Rules for Time Travelers: Apparently time travel is a license to kill. “In the present, you follow the rules. In the past, it’s the Wild West.” In the timey-wimey world of Journeyman, you can’t change what you want, only what The Powers That Be want (whoever they are, if they exist), and that you must do at all costs. Everything else seems to get smoothed out. It doesn’t matter that Dan took a seat on a trolley that then couldn’t be taken by someone else, who was then late, changing all of history. Those kinds of things just work out, unless they are part of the particular Rube-Goldberg device of the WOW, and then every little thing changes everything. It seems rather extreme to say he can go around killing people, but I don’t remember that coming up again. It’s more about declaring that Dan can do whatever he needs to in the past to right the Wrong of the Week, and setting the boundaries so far out in the horizon that you can’t see them anymore. (“So stop asking questions, ok?” the show seems to say.)
- Dan wakes up in a church pew in 1994, and the priest says, “Oh boy…”, which of course was Sam’s catchphrase in Quantum Leap. Very cute!
- The Spin Doctors’ song “Two Princes” has been whored out to every film and tv show that either needs to say something about two lovers or signal it’s 1994. Those guys must be rich off of just that.
- The next song, “There She Was”, however, was very on-the-nose for spotting NewLivia across the room.

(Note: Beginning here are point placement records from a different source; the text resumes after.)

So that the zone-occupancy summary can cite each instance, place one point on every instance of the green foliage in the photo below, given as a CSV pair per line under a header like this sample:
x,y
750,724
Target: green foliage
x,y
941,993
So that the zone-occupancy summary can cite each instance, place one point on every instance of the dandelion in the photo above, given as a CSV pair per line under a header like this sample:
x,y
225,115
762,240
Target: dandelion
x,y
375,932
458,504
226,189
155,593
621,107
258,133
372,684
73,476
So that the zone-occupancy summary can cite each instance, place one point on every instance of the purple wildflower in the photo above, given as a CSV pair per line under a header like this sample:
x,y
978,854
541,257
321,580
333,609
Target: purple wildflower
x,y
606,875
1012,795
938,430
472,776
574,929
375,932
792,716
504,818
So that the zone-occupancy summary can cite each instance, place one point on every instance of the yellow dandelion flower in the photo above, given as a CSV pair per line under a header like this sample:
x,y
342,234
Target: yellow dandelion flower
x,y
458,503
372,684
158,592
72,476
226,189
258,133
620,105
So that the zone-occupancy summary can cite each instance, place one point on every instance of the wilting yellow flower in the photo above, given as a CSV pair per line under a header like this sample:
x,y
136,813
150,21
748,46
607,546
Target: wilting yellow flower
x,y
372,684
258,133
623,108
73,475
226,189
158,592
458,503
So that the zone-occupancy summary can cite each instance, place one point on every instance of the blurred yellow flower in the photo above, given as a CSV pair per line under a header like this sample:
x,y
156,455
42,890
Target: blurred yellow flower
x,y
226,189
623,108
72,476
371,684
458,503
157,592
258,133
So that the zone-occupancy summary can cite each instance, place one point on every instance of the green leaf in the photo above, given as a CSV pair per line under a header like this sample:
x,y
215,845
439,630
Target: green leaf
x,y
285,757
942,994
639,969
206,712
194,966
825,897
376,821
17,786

They did the same with the final song, “At Last (My Love Has Come Along)”, first making it Jack and Katie’s song, but playing it behind Dan and Katie’s cloakroom makeout session (reaffirming that Dan is her true love, like we didn’t know that.)
- Hugh’s on Dan’s case about not getting his work done, and decides Dan must be writing a novel on the side, and tells him to knock it off. Honestly, I wish Dan would try being a novelist or long-form non-fiction writer. The pragmatic side of me thinks this would be better than holding down a job– he could continue to muddle over his story while he was traveling and work on it whenever he’s home, then support the family on his royalties while he’s away. I thought of this earlier and was quite tickled when Hugh mentioned it.
- A little Time Travel Tango, as Dan nearly runs into PastKatie doing a story in Chinatown, while NewLivia steps in and distracts her so he can get away. Had a good laugh over Katie commenting that she liked NewLivia’s new look, “you seem more mature…” It does make you wonder how often the Livia one ran into back then was really NewLivia…
- About Dan answering the phone– the movie Primer didn’t come out for another two years after this, so I’ll forgive the show for not considering what is an important plot point in that movie: when a call is placed in 1998 to Dan’s cell phone, and there are two Dan’s cell phones in the past, which one gets the call? Both of them? The nearest one the cell phone tower finds? What if NewDan intercepts a call for PastDan? Dan should never answer his old phone. He should assume all incoming calls are for PastDan. Now, in his defense, he was distracted, and for the purposes of suspense he doesn’t have that “Why is my phone ringing?!” moment, but rather answers it out of habit. I’m going to chalk it up to Primer that I can’t help but be a wee bit obsessed with this whole cell phone issue. (Why doesn’t PastDan see the weird calls on his bill?!